La plupart des gens travaillent à longueur de jours ouvrables
et ils trouvent généralement des portes fermées
en leurs courts moments libres. Comment faire disparaître
ce désordre dans la répartition du temps de vivre
et de travailler ? - En ordonnant les activités selon l'écoulement du temps. Non en faisant que le temps s'écoule selon les activités car, alors, il éclabousse et perd des minutes, des heures, et parfois des mois. Comment te dire cela autrement ? Je m'aperçois de l'effort de réflexion
du feu orange, avec ses clins d'oeil complices. Il en arrive
à soupirer : - Mais cela ne dérange personne, car chacun se trouve une bonne raison qui est le repos ou l'évasion. Cela n'empêche pas la terre de tourner, le soleil de se coucher, puis le réveille-matin de refaire sursauter.

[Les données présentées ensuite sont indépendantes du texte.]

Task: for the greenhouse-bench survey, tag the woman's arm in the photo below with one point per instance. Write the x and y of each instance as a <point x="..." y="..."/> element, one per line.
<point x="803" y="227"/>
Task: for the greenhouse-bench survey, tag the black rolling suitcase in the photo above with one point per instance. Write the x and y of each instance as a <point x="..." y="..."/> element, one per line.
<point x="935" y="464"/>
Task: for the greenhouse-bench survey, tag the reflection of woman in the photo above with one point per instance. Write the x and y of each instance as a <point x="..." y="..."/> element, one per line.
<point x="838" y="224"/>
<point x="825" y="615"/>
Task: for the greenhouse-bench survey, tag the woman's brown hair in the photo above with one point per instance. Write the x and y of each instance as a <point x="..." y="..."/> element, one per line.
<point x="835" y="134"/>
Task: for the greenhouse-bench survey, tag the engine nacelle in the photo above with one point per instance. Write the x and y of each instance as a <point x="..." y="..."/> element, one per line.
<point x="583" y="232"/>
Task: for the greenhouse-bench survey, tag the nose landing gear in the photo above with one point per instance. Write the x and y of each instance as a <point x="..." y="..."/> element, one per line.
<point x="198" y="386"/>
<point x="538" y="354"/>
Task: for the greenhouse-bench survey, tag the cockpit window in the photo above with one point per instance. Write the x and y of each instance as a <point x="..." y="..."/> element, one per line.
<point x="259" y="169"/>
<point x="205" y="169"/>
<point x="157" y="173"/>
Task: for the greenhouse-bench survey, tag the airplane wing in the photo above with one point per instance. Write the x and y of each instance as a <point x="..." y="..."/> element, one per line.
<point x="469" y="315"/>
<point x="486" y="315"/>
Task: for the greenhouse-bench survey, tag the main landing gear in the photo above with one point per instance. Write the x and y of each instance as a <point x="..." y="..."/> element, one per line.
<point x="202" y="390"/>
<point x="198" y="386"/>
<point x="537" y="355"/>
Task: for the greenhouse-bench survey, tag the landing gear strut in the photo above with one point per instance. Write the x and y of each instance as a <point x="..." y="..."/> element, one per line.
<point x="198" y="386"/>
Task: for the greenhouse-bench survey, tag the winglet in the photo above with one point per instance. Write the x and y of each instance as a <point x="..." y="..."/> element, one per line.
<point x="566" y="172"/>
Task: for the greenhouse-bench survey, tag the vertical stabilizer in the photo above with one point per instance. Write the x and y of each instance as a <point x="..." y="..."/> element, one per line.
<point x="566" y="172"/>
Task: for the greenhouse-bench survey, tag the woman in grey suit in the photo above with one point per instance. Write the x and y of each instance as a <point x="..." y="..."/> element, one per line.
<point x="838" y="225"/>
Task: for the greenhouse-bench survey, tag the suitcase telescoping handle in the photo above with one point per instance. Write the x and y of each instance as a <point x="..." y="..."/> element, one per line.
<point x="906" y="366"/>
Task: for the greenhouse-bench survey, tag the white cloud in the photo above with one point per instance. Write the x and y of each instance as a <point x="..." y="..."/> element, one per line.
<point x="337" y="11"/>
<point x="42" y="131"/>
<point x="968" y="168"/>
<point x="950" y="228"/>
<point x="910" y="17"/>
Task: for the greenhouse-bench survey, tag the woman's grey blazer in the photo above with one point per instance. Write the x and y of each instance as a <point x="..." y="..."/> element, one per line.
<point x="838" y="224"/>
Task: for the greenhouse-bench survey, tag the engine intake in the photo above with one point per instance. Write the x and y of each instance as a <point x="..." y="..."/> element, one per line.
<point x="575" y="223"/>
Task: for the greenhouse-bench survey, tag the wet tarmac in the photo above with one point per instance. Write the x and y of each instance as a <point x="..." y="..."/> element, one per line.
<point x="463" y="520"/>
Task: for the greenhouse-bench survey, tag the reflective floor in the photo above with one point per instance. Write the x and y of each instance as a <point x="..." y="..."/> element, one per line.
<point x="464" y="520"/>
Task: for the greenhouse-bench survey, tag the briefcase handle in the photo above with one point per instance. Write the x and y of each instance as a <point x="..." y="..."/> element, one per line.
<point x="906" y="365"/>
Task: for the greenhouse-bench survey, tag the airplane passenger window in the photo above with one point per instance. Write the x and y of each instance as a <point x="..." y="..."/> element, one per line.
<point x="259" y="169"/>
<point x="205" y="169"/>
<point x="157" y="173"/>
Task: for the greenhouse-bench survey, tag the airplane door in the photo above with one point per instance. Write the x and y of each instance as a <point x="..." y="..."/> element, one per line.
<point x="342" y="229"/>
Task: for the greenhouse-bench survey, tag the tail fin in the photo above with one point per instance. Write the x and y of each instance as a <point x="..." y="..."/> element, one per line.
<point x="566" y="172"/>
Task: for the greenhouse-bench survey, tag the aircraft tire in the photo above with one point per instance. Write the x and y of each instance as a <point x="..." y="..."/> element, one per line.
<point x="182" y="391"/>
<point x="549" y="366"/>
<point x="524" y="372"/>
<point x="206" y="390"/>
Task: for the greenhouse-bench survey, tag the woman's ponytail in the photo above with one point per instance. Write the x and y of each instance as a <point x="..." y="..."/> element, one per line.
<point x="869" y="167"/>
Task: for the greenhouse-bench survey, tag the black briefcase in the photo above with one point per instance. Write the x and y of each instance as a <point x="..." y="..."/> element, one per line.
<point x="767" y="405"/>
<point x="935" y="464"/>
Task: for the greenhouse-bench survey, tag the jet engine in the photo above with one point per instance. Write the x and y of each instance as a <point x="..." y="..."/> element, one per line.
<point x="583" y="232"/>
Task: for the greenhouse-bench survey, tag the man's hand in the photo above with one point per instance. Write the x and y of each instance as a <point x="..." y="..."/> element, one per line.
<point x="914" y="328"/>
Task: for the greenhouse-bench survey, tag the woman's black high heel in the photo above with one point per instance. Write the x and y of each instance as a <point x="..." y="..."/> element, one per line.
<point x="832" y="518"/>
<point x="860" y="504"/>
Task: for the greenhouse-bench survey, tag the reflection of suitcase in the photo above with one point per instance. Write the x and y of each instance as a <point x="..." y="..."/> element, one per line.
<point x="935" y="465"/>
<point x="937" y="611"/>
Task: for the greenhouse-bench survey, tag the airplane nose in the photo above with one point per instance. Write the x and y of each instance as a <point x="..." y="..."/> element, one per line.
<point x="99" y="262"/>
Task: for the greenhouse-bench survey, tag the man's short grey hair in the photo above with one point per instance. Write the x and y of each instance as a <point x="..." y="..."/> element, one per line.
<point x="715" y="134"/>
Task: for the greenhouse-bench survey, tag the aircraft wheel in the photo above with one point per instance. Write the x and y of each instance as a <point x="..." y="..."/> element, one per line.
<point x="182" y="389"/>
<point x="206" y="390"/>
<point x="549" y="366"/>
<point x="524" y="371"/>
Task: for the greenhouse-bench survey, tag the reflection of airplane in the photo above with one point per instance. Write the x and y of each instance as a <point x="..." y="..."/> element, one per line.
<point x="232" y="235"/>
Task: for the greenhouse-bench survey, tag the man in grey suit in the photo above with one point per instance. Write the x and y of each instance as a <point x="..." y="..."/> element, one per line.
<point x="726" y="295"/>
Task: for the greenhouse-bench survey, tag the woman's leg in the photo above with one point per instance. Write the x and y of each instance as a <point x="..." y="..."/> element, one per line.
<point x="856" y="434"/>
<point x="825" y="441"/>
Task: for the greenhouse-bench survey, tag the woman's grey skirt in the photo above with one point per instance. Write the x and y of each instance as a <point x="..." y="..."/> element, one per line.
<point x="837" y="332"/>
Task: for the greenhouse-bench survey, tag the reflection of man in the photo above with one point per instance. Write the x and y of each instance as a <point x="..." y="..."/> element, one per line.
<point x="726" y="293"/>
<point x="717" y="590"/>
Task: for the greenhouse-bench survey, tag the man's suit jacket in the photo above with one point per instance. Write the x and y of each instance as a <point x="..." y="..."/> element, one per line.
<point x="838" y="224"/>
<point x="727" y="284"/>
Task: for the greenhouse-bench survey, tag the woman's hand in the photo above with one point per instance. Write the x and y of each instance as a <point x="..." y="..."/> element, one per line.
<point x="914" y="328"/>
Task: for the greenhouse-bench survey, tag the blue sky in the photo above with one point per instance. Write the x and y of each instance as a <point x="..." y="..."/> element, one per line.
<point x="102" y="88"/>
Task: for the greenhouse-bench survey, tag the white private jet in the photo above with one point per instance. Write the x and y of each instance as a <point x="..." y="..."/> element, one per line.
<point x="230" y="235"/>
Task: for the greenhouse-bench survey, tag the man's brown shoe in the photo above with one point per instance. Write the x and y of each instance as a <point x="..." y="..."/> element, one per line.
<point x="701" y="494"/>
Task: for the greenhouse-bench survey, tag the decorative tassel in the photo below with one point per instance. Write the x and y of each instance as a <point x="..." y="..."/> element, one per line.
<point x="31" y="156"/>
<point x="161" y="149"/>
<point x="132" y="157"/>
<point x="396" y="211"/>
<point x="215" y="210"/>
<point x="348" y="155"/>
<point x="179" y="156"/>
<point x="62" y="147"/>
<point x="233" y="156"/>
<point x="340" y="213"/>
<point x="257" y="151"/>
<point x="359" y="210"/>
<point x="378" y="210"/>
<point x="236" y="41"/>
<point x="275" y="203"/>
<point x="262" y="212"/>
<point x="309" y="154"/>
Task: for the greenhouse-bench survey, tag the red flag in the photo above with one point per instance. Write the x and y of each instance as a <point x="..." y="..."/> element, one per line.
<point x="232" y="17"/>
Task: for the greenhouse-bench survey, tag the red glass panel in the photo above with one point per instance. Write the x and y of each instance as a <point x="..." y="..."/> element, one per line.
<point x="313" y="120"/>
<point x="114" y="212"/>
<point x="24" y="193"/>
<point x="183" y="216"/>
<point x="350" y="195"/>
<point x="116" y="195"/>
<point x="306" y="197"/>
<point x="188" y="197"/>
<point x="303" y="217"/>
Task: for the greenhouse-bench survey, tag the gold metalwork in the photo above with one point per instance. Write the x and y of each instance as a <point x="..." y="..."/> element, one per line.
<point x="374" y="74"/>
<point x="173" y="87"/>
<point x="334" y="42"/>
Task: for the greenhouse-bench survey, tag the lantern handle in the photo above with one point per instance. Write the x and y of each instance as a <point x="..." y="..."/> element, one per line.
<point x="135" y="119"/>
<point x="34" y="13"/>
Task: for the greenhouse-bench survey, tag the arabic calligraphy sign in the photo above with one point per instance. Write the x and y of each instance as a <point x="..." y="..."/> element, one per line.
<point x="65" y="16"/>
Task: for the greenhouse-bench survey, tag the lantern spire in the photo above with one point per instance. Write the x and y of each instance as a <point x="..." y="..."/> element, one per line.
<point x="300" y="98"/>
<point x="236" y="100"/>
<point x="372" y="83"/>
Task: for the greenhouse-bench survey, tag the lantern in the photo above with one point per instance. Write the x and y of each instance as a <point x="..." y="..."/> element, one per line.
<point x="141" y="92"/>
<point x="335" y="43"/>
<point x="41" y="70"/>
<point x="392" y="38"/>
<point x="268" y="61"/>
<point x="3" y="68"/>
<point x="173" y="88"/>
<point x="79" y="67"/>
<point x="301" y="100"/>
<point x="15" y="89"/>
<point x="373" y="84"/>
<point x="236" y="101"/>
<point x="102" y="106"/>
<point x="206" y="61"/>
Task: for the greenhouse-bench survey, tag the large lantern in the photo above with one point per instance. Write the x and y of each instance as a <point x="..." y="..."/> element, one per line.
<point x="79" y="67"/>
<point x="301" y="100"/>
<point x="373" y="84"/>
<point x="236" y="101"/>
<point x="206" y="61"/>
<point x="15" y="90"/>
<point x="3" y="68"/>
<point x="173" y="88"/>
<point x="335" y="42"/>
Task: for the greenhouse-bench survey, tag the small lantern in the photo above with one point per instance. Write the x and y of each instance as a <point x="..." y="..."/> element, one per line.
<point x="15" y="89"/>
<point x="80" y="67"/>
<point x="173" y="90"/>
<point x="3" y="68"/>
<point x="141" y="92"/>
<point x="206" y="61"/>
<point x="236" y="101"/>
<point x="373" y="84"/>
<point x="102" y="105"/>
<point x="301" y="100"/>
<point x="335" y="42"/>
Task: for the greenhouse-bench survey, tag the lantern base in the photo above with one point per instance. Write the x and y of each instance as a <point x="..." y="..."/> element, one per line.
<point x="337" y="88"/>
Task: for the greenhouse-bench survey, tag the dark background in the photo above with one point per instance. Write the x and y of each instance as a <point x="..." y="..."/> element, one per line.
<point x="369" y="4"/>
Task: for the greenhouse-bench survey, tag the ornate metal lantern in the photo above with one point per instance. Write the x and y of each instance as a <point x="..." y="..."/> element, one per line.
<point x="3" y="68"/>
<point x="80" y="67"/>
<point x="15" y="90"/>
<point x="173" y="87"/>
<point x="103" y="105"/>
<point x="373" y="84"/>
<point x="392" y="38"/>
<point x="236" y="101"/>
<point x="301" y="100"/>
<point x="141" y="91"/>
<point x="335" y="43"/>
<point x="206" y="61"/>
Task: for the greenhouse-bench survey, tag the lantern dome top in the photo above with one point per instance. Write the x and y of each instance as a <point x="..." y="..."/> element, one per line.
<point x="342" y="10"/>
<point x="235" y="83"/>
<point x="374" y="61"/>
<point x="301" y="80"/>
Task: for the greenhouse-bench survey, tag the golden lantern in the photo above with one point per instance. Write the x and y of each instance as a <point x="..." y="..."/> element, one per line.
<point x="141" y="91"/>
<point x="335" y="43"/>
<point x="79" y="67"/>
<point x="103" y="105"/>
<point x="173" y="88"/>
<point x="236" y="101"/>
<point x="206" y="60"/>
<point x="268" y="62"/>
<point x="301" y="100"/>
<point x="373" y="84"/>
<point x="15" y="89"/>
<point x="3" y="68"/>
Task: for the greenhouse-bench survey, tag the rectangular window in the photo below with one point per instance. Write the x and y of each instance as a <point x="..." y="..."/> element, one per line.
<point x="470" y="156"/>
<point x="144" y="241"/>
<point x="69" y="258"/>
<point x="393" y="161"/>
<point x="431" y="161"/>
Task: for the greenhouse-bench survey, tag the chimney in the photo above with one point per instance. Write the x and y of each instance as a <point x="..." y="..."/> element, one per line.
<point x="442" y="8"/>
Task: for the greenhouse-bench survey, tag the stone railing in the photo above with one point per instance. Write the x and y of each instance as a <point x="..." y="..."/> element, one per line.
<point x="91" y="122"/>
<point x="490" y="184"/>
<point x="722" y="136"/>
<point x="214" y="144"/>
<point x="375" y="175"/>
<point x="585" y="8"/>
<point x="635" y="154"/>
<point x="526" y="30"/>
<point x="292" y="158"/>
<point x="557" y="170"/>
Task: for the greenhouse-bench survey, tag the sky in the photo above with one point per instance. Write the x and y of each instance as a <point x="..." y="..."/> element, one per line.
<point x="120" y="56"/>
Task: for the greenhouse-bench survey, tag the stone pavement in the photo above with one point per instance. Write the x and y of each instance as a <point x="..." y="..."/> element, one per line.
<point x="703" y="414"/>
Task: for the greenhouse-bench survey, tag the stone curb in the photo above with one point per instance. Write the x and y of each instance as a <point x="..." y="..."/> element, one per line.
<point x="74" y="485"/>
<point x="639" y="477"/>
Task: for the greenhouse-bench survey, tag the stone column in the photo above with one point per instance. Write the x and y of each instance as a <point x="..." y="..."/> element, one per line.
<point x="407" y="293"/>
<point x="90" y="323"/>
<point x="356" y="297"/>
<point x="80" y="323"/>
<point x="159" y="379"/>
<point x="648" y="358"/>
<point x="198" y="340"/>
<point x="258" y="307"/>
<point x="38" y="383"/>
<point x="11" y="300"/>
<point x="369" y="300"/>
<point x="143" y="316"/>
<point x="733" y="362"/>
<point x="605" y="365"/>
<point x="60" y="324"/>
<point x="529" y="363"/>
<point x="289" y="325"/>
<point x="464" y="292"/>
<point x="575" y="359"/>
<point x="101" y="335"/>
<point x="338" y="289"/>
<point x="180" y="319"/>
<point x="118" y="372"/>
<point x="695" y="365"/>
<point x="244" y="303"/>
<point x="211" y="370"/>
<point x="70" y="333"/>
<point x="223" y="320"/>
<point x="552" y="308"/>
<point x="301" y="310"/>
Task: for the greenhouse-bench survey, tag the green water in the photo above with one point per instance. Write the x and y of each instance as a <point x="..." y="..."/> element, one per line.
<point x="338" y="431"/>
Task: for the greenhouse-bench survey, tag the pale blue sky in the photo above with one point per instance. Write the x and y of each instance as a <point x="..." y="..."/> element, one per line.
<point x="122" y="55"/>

Et la production et la consommation de reprendre de plus belle. On n'y peut rien. - Oh que si ! Ce sont là des rythmes déraisonnables, anti-économiques, désordonnés, et nullement ceux de citoyens libres. Vous ne disposez pas de votre temps ! - On voudrait bien !? - Faites en sorte que le temps s'utilise d'une manière aussi rationnelle que les instruments de sa mesure, que la conception des feux de signalisation pour les voitures qui s'y meuvent. - Vous n'êtes pas parfaits !... - Nous formons un espace logique installé en un temps illogique Des feux parfaits ne poussent que dans un environnement où tous les corps en mouvement sont parfaits. Tu ne les rencontres pas, ni les premiers ni les seconds, à ce croisement de routes. Va vérifier s'il y en a en campagne, au croisement des chemins ... - Mais j'en reviens !... (Voir au début). Il se fait tard. Le carrefour est de moins en moins
éclairé. Et le croisement des voitures diminue.
C'est l'heure de grande écoute à la "télé".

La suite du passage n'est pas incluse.